Bolivia and Peru have signed a more than $500 million deal toward cleaning up Lake Titicaca, a Bolivian environmental official said, Agence France-Presse (AFP) reported Thursday. Pollution in the lake, which is the highest in the world at an altitude of 12,470 feet above sea level, has led to the near extinction of some animals.
The agreement was signed between Bolivia's Environment and Water Minister Alexandra Moreira and her Peruvian counterpart Manuel Pulgar during a public event.
"For the short term we have a limit of $117 million and for the long term $400 million," Moreira's advisor Sergio Arispe said, according to AFP. “It's a logistical matter we are trying to manage through 2025.”
Peru's minister reportedly said that the two countries are "already taking concrete actions such as investing in water treatment plants to address the main problems the lake is facing."

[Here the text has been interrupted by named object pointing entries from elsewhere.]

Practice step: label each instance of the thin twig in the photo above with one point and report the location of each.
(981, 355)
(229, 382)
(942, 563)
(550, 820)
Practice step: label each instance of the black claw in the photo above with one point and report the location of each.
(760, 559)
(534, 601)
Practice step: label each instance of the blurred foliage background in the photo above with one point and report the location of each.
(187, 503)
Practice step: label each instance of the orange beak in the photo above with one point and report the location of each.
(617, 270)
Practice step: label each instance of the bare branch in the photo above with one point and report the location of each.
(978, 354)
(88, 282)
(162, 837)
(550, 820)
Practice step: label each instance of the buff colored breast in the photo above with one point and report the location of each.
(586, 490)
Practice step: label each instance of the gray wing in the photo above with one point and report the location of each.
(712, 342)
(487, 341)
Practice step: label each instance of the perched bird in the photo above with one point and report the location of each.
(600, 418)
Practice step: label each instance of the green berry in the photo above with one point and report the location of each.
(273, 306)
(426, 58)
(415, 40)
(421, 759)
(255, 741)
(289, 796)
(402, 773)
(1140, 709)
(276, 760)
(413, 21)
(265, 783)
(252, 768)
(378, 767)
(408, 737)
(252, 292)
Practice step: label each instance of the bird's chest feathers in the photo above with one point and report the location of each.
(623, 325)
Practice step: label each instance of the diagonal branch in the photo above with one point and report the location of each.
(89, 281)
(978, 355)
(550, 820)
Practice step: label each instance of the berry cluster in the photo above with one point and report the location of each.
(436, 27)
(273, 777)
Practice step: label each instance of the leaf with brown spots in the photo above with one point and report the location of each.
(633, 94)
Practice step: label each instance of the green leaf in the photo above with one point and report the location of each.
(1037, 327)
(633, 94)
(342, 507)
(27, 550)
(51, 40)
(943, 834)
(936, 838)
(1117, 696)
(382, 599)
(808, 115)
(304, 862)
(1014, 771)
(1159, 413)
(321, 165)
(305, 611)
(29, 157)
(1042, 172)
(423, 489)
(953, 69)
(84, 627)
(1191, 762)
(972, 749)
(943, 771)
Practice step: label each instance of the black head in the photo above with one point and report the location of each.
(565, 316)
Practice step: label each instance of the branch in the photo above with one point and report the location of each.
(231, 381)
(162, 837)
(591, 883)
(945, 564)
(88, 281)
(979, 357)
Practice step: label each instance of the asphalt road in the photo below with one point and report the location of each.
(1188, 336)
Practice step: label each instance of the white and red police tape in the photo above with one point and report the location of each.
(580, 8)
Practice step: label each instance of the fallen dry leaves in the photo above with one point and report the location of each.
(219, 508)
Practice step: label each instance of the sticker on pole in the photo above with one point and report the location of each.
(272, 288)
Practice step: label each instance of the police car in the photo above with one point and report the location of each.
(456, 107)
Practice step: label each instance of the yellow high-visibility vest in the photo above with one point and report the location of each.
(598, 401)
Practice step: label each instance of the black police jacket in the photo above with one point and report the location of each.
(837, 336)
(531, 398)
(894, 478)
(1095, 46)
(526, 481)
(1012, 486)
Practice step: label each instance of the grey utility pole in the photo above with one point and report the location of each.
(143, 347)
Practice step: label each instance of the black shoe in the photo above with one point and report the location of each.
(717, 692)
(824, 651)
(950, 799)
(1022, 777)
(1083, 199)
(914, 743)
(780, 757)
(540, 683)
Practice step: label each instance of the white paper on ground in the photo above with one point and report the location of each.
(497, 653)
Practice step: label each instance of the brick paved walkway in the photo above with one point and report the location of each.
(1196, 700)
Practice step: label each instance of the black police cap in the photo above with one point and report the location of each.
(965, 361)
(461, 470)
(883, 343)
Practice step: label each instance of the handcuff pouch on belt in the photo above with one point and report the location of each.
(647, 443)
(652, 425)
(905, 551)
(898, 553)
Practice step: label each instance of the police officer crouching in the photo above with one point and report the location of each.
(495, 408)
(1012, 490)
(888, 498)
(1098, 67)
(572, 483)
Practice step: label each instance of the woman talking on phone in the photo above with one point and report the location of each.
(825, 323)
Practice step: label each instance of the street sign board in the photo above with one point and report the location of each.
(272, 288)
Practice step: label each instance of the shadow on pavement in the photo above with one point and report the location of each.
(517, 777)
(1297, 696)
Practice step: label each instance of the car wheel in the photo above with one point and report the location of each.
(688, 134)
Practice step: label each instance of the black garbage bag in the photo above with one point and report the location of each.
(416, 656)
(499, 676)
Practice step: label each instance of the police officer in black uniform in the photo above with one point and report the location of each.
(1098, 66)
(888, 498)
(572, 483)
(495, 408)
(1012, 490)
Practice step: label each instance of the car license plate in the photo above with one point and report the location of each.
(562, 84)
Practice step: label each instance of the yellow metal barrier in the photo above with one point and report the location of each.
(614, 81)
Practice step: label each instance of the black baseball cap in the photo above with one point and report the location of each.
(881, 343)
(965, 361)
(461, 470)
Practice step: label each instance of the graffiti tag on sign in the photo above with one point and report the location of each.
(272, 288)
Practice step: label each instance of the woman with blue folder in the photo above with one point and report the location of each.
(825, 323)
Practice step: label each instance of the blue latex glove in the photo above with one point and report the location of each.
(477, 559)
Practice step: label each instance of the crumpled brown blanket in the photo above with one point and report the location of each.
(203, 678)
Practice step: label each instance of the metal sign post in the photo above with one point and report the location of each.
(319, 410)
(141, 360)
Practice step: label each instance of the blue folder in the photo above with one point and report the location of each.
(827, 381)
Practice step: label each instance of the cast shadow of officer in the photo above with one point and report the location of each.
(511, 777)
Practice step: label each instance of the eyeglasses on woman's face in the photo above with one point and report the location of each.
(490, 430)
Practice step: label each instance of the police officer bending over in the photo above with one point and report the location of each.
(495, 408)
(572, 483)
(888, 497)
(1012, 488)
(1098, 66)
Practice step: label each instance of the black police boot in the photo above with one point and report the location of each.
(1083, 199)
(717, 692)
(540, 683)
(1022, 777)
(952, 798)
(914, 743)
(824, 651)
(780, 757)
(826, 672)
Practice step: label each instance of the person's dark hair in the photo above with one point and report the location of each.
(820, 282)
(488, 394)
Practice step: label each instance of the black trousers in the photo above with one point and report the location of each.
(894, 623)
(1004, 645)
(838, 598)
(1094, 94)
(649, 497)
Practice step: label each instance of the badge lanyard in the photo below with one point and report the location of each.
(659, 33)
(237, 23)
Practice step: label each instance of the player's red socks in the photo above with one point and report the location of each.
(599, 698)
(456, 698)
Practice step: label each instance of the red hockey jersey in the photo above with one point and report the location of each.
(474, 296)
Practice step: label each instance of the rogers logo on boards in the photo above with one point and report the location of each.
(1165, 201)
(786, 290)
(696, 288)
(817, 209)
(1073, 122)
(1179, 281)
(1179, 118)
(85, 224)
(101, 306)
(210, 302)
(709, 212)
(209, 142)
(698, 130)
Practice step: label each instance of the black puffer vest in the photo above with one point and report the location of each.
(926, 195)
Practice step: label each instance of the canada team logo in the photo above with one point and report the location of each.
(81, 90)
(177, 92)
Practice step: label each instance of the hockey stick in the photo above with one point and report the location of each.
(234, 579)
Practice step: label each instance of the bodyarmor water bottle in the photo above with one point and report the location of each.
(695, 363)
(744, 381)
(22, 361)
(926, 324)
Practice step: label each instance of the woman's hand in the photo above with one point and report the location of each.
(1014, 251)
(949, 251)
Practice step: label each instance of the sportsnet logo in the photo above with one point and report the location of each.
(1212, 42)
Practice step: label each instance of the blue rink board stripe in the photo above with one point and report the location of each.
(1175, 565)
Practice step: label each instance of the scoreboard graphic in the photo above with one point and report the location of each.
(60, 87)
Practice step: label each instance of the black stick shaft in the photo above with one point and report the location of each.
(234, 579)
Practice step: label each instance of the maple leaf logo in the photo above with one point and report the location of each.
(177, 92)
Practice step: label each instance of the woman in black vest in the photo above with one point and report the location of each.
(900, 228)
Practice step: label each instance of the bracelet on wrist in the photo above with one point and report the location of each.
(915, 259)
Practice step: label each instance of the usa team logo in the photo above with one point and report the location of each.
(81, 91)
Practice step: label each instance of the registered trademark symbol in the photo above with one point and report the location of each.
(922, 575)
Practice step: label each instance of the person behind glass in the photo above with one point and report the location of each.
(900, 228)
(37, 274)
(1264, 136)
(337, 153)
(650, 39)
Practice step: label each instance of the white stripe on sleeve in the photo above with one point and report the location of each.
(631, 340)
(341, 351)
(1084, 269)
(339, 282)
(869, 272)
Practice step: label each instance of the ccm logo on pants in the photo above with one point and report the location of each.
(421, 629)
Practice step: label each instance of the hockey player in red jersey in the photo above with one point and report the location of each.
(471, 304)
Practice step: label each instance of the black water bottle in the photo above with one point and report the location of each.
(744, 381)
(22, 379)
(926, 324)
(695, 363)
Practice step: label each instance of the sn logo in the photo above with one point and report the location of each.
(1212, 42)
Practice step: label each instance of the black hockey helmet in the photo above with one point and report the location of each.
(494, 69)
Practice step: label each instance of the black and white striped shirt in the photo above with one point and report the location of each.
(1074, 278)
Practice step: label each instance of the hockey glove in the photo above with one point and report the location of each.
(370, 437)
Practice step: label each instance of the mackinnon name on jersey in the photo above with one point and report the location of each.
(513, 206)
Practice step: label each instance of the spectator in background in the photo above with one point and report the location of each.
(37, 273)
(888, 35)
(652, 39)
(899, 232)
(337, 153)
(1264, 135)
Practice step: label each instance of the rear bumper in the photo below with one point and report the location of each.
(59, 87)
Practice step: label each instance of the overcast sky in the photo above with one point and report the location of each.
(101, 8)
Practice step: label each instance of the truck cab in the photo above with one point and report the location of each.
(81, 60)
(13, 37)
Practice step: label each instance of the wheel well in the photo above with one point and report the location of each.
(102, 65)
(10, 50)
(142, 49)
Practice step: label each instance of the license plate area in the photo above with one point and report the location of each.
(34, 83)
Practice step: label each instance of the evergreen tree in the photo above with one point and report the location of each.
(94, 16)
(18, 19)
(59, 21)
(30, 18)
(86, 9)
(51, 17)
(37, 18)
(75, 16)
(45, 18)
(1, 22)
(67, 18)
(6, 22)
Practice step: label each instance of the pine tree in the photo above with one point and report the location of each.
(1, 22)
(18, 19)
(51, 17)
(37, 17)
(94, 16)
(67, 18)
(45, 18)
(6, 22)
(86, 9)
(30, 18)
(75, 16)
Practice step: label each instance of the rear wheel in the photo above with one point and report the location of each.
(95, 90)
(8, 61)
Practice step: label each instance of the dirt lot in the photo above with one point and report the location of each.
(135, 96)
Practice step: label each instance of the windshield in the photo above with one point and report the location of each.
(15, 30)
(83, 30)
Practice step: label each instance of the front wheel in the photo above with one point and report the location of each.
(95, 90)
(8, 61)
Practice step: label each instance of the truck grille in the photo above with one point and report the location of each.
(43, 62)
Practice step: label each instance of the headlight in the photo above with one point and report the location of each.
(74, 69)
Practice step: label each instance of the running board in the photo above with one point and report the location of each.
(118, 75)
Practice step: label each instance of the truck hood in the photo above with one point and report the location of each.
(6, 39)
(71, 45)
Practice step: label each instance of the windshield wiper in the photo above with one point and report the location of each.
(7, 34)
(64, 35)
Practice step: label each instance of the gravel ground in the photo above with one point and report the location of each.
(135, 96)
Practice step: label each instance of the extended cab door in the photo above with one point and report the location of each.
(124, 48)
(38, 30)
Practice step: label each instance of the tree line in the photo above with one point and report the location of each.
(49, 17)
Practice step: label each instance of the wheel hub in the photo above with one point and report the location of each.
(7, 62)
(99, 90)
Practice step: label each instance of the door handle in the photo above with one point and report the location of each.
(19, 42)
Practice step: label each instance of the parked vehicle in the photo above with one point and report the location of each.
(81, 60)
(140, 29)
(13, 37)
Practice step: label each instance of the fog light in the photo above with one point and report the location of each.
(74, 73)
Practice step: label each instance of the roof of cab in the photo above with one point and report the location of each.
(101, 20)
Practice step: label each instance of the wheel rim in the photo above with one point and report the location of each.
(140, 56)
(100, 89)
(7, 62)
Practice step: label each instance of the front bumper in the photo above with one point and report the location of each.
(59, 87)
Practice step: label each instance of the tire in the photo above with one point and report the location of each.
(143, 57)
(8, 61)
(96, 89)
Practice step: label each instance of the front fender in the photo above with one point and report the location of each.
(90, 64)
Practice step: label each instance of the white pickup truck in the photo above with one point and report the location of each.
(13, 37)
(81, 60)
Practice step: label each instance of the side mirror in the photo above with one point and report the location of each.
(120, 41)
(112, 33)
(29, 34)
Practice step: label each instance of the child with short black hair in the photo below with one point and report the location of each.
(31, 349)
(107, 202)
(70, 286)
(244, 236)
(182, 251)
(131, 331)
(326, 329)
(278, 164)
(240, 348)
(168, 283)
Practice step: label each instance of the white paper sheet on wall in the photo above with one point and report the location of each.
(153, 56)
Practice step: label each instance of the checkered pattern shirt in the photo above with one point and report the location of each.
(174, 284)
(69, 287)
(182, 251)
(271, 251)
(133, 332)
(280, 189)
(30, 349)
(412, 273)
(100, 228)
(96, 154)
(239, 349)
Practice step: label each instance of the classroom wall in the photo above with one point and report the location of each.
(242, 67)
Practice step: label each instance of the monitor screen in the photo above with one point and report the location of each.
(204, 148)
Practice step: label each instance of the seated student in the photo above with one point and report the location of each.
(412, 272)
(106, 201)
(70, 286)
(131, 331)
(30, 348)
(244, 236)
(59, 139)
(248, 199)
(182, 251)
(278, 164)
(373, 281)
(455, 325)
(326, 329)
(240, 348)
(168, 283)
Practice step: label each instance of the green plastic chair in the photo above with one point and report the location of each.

Lake Titicaca, which is the largest freshwater lake in South America, straddles the border between Bolivia and Peru, and most of the waste in the lake is generated by the Bolivian cities of El Alto and La Paz, located about 30 miles southeast of Titicaca.
More than 1 million people reportedly reside in the two cities resulting in pollution from urban and agricultural developments. According to some reports last year, climate change threatens to melt the glaciers that provide much of the lake’s water, combined with a shortened rainy season and intense solar radiation, resulting in a slow shrinking of the lake.